What has been said may go some distance towards suggesting an answer to the question so often asked as to the reason for the moral failure of Christianity. For that it has been a moral failure no one can doubt. Nay, it is an assertion made very generally by Christians themselves. Right from New Testament times the complaint that the conduct of believers has fallen far short of what it should have been is constantly met with. And there is not a single direction in which Christians can claim a moral superiority over other and non-Christian peoples. They are neither kinder, more tolerant, more sober, more chaste, nor more truthful than are non-Christian people. Nor is it quite without significance that those nations that pride themselves most upon their Christianity are what they are. Their state reflects the ethical spirit I have been trying to describe. For when we wipe out the disguising phrases which we use to deceive ourselves—and it is almost impossible to continually deceive others unless we do manage to deceive ourselves—when we put on one side the "rationalizing" phrases about Imperial races, carrying civilization to the dark places of the earth, bearing the white man's burden, peopling the waste places of the earth, etc., we may well ask what for centuries have the Christian nations of the world been but so many gangs of freebooters engaged in world-wide piracy? All over the world they have gone, fighting, stealing, killing, lying, annexing, in a steadily rising crescendo. To be possessed of natural wealth, without the means of resisting aggression, has for four centuries been to invite the depredations of some one or more of the Christian powers. It is the Christian powers that have militarized the world in the name of the Prince of Peace, and made piracy a national occupation in the name of civilization. Everywhere they have done these things under the shelter of their religion and with the sanction of their creed. Christianity has offered no effective check to the cupidity of man, its chief work has been to find an outlet for it in a disguised form. To borrow a term from the psycho-analysts, the task of Christianity has been to "rationalize" certain ugly impulses, and so provide the opportunity for their continuous expression. The world of to-day is beginning to recognize the intellectual weakness of Christianity; what it has next to learn is that its moral bankruptcy is no less assured.

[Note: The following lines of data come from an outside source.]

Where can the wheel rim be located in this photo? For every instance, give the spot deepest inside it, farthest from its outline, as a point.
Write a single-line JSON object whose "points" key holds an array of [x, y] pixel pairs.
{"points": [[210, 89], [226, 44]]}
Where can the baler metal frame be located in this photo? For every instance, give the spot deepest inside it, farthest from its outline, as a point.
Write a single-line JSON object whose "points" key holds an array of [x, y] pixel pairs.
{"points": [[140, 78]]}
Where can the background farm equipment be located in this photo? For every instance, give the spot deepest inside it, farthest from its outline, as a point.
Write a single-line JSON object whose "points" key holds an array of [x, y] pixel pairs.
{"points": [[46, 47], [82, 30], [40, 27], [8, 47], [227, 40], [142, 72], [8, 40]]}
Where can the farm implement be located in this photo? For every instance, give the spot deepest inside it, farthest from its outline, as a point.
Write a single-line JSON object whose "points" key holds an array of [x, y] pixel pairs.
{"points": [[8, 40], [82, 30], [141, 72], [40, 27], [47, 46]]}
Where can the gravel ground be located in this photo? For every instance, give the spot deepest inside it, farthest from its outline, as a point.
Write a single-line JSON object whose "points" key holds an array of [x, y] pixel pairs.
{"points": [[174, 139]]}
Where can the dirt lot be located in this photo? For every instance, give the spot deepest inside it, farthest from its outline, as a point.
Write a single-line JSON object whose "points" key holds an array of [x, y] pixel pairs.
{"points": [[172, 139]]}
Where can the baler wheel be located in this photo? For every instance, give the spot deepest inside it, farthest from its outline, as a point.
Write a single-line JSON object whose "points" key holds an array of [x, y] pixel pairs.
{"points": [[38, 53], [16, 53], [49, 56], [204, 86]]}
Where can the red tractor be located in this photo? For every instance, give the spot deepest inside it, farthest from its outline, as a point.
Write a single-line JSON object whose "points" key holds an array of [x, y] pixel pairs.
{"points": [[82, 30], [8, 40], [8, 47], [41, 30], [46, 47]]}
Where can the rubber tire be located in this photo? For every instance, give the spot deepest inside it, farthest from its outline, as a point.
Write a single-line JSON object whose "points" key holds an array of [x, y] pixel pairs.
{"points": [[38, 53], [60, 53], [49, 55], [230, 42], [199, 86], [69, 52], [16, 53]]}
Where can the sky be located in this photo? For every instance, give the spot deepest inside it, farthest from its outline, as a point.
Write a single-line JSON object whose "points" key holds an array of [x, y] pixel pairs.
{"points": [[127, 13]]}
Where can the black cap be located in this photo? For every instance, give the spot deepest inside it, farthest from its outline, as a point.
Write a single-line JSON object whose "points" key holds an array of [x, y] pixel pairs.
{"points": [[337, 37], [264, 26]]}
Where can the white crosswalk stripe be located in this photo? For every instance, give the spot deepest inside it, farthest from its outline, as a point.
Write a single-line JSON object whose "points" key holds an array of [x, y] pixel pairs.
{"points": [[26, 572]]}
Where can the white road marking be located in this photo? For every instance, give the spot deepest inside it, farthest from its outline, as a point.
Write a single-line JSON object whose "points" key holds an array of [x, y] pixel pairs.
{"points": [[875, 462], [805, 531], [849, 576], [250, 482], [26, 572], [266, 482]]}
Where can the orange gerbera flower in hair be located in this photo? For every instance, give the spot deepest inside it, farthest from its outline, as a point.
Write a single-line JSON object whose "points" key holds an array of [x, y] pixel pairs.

One of the great obstacles in the way of this is the sentimentalism of many who have given up all intellectual adherence to the Christian creed. The power of the Christian Church has been so great, it has for so long had control of the machinery of public education and information, that many find it almost impossible to conclude that the ethical spirit of Christianity is as alien to real progress as are its cosmical teachings. The very hugeness of this century-old imposture blinds many to its inherent defects. And yet the continuous and world-wide moral failure of Christianity can only be accounted for on the ground that it had a fatal moral defect from the start. I have suggested above what is the nature of that defect. It has never regarded morality as a natural social growth, but only as something imposed upon man from without. It has had no other reason for its existence than the fear of punishment and the hope of reward. Christian morality is the morality of the stock exchange plus the intellectual outlook of the savage. And with that in control of national destinies our surprise should be, not that things are as they are, but rather that with so great a handicap the world has contrived to reach its present moderate degree of development.